DOI : 10.17577/IJERTCONV14IS010036- Open Access

- Authors : Nidhi, Rakshitha P, Mr. Hareesh B
- Paper ID : IJERTCONV14IS010036
- Volume & Issue : Volume 14, Issue 01, Techprints 9.0
- Published (First Online) : 01-03-2026
- ISSN (Online) : 2278-0181
- Publisher Name : IJERT
- License:
This work is licensed under a Creative Commons Attribution 4.0 International License
Yield Prediction Through Scalable Tree-Based Learning Frameworks
Nidhi
dept of computer applications St Joseph Engineering College Mangalore, India
Rakshitha P
dept of computer applications St Joseph Engineering College Mangalore, India
Mr. Hareesh B
Associate Professor
Department of Computer Applications St Joseph Engineering College Vamanjoor, Mangalore, Karnataka
AbstractPrecise vaticination of crop yield is essential for sustainable husbandry and optimal resource application. In this paper a machine literacy- grounded model for wheat yield vaticination grounded on history and present climate data is proposed. In discrepancy to recent work on mongrel models with low interpretability and high mean absolute error ( MAE 345) our model employs interpretable models Random Forest and Decision Tree that yield much bettered performance. The data were resolve grounded on the crop type and wheat data were insulated for in- depth analysis.The units of yield were converted from hectograms per hectare (hg/ha) to kilograms per hectare( kg/ha) performing in a considerable drop in MAE. once climate data from Kaggle were preprocessed, regularized, and outlier values were removed. A position- apprehensive API- grounded Flask web operation employs present climate data. Random Forest handed the stylish performance among all the models tried with an R ² score of 0.9549. These results prove that operation of interpretable models with real-time data is largely effective for smart husbandry purposes.

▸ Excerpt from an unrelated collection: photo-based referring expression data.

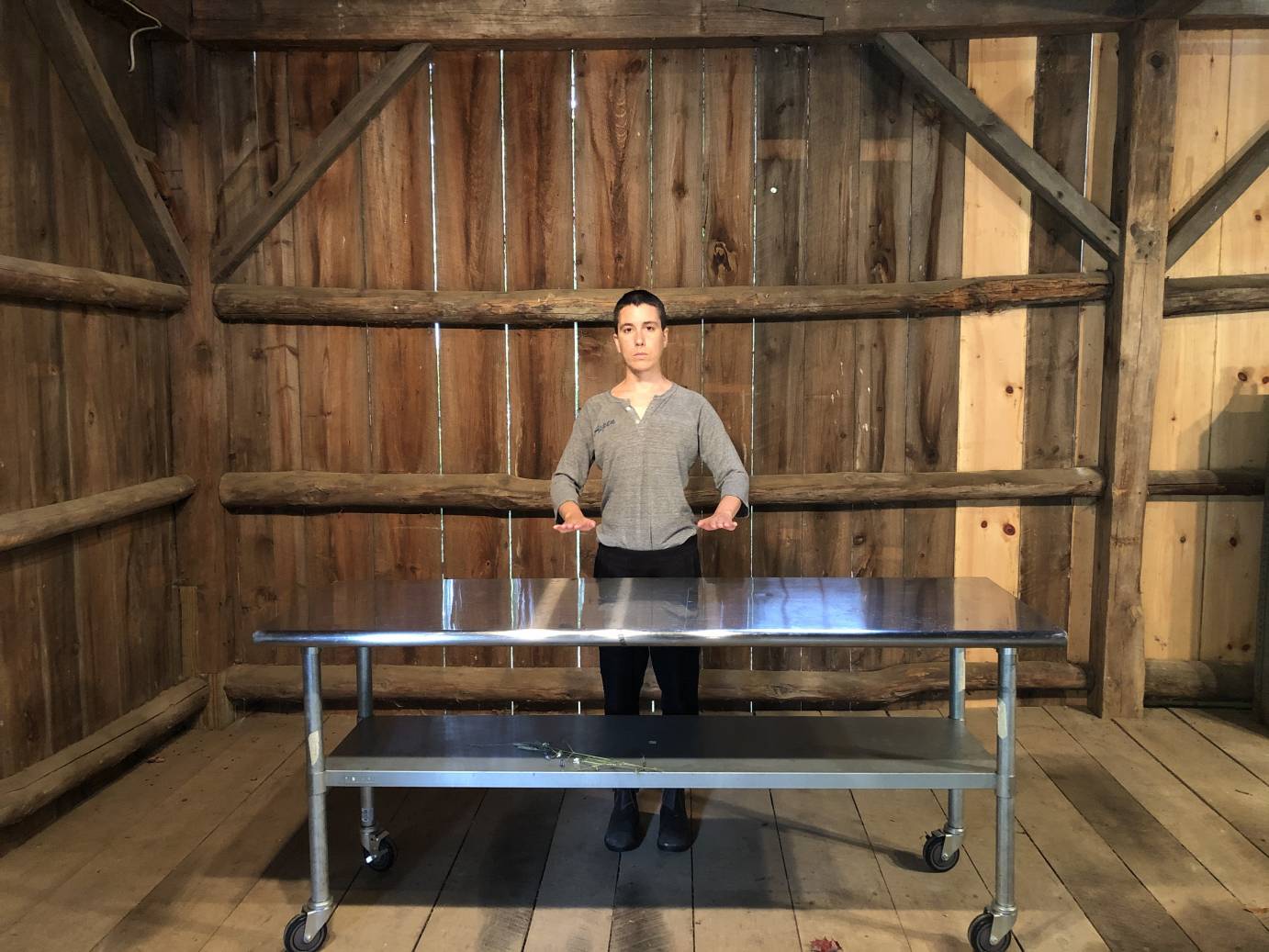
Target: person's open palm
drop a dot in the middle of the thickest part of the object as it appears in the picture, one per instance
(575, 524)
(717, 521)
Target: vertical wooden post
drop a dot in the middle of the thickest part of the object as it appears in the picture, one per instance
(196, 338)
(1141, 181)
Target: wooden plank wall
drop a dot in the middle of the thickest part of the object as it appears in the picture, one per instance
(723, 166)
(88, 623)
(1202, 556)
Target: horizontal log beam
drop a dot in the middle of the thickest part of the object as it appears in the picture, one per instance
(554, 308)
(39, 785)
(1166, 682)
(1216, 295)
(27, 527)
(551, 24)
(1207, 483)
(306, 490)
(42, 281)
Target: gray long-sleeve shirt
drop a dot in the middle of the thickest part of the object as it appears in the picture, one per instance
(646, 464)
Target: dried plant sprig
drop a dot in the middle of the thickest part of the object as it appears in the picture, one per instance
(578, 758)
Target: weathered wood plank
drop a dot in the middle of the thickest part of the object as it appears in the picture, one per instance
(933, 344)
(491, 888)
(1242, 868)
(1208, 913)
(830, 222)
(324, 149)
(1172, 577)
(995, 135)
(1062, 69)
(780, 355)
(1148, 98)
(332, 362)
(470, 256)
(405, 420)
(726, 371)
(540, 254)
(69, 49)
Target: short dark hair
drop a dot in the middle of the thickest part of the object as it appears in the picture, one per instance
(634, 298)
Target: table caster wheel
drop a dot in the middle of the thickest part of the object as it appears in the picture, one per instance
(933, 853)
(980, 935)
(384, 859)
(293, 938)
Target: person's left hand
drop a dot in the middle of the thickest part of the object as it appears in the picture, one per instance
(718, 521)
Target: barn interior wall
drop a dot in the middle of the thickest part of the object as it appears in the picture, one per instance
(88, 622)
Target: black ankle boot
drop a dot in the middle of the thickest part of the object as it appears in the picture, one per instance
(623, 823)
(675, 830)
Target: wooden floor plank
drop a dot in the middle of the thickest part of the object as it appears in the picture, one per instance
(1050, 918)
(653, 904)
(488, 899)
(1232, 791)
(1123, 912)
(1226, 853)
(737, 873)
(83, 909)
(934, 911)
(192, 902)
(836, 882)
(1208, 913)
(574, 909)
(1236, 733)
(388, 911)
(39, 866)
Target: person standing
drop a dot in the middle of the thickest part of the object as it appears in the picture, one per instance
(646, 434)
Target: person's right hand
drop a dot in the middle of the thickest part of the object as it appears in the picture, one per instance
(574, 521)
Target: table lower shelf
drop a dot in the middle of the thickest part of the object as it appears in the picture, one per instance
(825, 753)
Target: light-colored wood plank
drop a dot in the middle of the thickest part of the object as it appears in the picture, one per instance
(488, 898)
(653, 904)
(387, 911)
(1208, 913)
(1120, 909)
(1236, 733)
(574, 908)
(1142, 173)
(1172, 570)
(739, 886)
(42, 863)
(120, 875)
(1229, 787)
(994, 347)
(1242, 868)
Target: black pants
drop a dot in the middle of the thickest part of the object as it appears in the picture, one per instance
(678, 669)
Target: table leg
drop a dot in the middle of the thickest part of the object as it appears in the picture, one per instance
(943, 846)
(376, 846)
(990, 929)
(308, 931)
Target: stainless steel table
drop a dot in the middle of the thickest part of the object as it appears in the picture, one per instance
(840, 753)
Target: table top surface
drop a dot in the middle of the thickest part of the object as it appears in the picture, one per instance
(965, 612)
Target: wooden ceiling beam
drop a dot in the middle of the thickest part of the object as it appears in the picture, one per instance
(1005, 145)
(345, 127)
(82, 75)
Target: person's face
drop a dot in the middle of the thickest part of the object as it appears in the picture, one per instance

Index TermsCrop Yield Prediction, Random Forest, Decision Tree, Machine Learning, Real-Time Prediction, Flask Web App, Smart Agriculture.
-
INTRODUCTION
Crop yield is among the factors determining food security and agrarian planning. In our design vaticination of wheat yield is fulfilled with the aid of high- perfection and flexible models using machine literacy. The current styles are superior to the conventional estimation by means of environmental and input parameters like rainfall, temperature, fungicides, and area [3] For ease of use, weve developed a real- time web in- terface for parameter input and reclamation of prognostications from trained models. Climate data handed to the model are stoked with mean temperature and downfall situations deduced from the NASA POWER API [7]
-
LITERATURE REVIEW
These five research articles [6] [10], of which two are in 2025 [9], [10]spoke about hybrid models, deep learning, multi- crop scalability, and real-time prediction. Paper [10], using a hybrid ML model for time-series prediction, resulted in high MAE and low interpretable output. Paper [9] dealt with global yield mapping but lacked flexible frameworks.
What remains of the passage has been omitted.